Russian Foreign Ministry protests anti-Russia statements by Latvian MP

Moscow hopes that certain statements by a Latvian MP will not be ignored in the Latvian foreign ministry.

The Russian foreign ministry reports that Moscow has got used to traditional aspersions by Latvian politicians on their Eastern neighbour. Still, revelations by the People's Party deputy Alexander Kirsteins, published recently in the Latvian newspaper Lauku Avize, strikes by its absurd vision of the second world war, Russian politics and the international situation today.

"It is not only that Kirsteins charges Russia with occupation of Latvia-this has become an obligatory programme for many Latvian MPs, he claims that the Soviet troops entered Latvia as allies of Hitlerite Germany. Besides, he demands that Russia pay back a corresponding compensation like Germany and, in addition, return the Abrene area (Pytalovo district). Passing from squaring historical accounts to modernity, the Latvian MP wonders why Latvia's American friends "sit on the NATO-Russia Council with those who collaborated with the Nazis and give their backing today to the separatist regimes in Abkhazia and the Dniester while waging a war in Chechnya.

Besides, this deputy sees the true reason for the tensions between the two countries in the Russian diplomats who retain their reactionary geopolitical views and seek to return the countries under the Moscow wing. In the opinion of the Russian foreign ministry, the article contains many other revelations of the inveterate Russophobic sort. Naturally, continues the Russian foreign ministry, such pronouncements can be ignored and considered Mr.Kirsteins's own business provided he does represent one of the leading parties in parliament and does not lead a Latvian delegation in NATO's parliamentary assembly.

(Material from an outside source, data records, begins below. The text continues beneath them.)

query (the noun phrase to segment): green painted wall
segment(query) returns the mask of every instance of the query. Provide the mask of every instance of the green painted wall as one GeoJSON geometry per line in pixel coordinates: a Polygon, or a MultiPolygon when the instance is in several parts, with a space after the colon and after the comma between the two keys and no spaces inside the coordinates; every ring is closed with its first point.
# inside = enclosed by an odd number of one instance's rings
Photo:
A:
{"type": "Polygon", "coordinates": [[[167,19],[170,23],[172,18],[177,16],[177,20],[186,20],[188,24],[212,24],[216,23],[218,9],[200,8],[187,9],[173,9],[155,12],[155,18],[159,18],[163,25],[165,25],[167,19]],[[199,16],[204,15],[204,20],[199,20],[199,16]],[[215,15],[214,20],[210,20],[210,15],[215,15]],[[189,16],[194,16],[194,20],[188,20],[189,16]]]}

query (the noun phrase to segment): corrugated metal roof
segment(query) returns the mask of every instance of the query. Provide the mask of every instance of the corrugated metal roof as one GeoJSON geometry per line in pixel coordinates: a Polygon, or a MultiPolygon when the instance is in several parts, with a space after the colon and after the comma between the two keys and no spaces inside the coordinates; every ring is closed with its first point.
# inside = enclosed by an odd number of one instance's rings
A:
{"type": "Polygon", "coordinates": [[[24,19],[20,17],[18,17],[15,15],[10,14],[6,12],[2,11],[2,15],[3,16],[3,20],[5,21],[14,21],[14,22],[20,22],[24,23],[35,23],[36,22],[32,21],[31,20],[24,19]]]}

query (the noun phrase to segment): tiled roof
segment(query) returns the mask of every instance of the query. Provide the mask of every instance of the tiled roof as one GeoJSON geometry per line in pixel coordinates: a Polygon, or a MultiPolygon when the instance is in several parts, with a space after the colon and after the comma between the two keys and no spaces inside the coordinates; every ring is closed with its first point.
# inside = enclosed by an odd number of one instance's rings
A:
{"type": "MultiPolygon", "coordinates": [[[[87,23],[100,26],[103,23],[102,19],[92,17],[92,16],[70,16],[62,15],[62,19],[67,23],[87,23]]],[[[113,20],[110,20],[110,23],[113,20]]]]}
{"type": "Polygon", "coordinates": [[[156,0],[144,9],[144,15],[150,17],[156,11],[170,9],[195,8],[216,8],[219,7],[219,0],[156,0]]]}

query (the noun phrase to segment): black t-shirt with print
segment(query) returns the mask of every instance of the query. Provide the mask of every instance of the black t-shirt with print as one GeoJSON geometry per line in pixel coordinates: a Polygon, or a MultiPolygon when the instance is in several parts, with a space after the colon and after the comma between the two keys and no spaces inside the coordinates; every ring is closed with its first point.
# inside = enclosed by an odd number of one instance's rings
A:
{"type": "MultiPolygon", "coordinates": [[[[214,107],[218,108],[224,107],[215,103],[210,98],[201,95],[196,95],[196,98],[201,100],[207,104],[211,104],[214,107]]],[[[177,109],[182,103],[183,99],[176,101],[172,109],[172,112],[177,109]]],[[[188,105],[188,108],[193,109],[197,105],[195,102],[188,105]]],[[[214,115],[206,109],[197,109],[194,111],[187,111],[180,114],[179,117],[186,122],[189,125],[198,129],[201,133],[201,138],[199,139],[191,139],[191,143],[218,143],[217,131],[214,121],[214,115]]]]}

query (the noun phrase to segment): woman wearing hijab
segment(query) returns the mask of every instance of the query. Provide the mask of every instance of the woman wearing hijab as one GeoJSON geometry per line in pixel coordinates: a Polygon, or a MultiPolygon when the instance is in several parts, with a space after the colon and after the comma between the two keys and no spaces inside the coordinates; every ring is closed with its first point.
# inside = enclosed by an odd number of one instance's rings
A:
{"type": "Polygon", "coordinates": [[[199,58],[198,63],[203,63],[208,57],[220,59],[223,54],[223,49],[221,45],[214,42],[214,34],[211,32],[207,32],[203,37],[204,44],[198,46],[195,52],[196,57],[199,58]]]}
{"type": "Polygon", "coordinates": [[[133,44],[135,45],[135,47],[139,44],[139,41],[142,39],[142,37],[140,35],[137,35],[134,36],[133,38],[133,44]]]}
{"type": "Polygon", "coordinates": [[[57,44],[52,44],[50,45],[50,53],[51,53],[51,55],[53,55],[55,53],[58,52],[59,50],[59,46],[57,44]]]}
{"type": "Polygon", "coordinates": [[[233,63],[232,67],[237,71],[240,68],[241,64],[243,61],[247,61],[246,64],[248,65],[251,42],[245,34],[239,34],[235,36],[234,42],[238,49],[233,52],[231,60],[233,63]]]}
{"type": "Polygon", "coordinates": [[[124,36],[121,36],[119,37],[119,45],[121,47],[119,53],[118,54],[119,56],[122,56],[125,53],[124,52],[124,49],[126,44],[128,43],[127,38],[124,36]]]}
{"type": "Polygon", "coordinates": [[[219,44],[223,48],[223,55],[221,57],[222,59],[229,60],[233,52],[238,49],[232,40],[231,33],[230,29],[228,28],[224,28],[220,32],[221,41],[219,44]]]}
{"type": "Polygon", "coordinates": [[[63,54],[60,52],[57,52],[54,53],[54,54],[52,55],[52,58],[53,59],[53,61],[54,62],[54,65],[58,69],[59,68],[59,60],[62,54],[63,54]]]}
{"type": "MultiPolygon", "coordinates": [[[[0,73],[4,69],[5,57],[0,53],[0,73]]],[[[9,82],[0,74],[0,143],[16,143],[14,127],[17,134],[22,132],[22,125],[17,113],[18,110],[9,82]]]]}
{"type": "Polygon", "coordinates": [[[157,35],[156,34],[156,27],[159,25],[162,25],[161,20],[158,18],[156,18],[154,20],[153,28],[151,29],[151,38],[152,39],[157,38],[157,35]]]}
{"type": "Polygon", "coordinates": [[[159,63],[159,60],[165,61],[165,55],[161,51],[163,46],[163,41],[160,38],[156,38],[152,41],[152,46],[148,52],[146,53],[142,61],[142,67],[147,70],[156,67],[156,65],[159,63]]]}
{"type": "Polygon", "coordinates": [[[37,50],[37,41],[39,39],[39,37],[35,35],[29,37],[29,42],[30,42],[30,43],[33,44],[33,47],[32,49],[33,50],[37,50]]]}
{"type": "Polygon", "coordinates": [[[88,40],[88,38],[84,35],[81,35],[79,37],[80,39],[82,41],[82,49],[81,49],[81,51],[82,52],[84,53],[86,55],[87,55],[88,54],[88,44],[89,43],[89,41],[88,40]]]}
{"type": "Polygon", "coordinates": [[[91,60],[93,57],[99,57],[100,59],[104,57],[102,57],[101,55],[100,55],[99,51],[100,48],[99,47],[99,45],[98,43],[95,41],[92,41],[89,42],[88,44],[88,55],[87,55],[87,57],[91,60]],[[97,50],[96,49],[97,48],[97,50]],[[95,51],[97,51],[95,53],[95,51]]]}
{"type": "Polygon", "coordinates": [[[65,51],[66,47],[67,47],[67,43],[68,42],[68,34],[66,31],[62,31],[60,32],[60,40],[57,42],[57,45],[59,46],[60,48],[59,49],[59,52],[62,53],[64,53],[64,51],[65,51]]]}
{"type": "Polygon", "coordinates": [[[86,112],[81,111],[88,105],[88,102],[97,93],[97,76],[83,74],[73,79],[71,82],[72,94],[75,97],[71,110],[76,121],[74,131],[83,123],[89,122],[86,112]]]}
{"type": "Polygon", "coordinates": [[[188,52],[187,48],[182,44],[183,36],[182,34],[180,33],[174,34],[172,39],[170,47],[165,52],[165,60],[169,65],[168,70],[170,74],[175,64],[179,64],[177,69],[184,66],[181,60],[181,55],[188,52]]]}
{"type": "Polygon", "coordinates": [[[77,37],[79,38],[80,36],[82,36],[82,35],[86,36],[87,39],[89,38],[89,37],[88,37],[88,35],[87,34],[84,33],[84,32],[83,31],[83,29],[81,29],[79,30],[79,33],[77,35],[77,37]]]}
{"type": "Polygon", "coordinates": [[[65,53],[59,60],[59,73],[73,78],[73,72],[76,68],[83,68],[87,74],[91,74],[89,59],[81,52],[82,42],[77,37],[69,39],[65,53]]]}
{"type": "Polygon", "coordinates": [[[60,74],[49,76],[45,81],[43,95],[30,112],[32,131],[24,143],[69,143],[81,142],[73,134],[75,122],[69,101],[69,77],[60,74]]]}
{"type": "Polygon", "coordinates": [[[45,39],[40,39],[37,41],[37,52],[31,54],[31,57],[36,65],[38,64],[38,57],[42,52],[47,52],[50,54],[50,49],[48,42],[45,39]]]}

Therefore, says the Russian foreign ministry, "the question that prompts itself is how his colleagues in the ruling coalition and parliament treat the deputy's anti-Russian attacks and claims trampling upon the principles of Europe's post-war set-up fixed in the Helsinki Final Act." Moscow suggests that NATO structures which Latvia is longing to join should have a closer look at who and with what political luggage knock on their doors.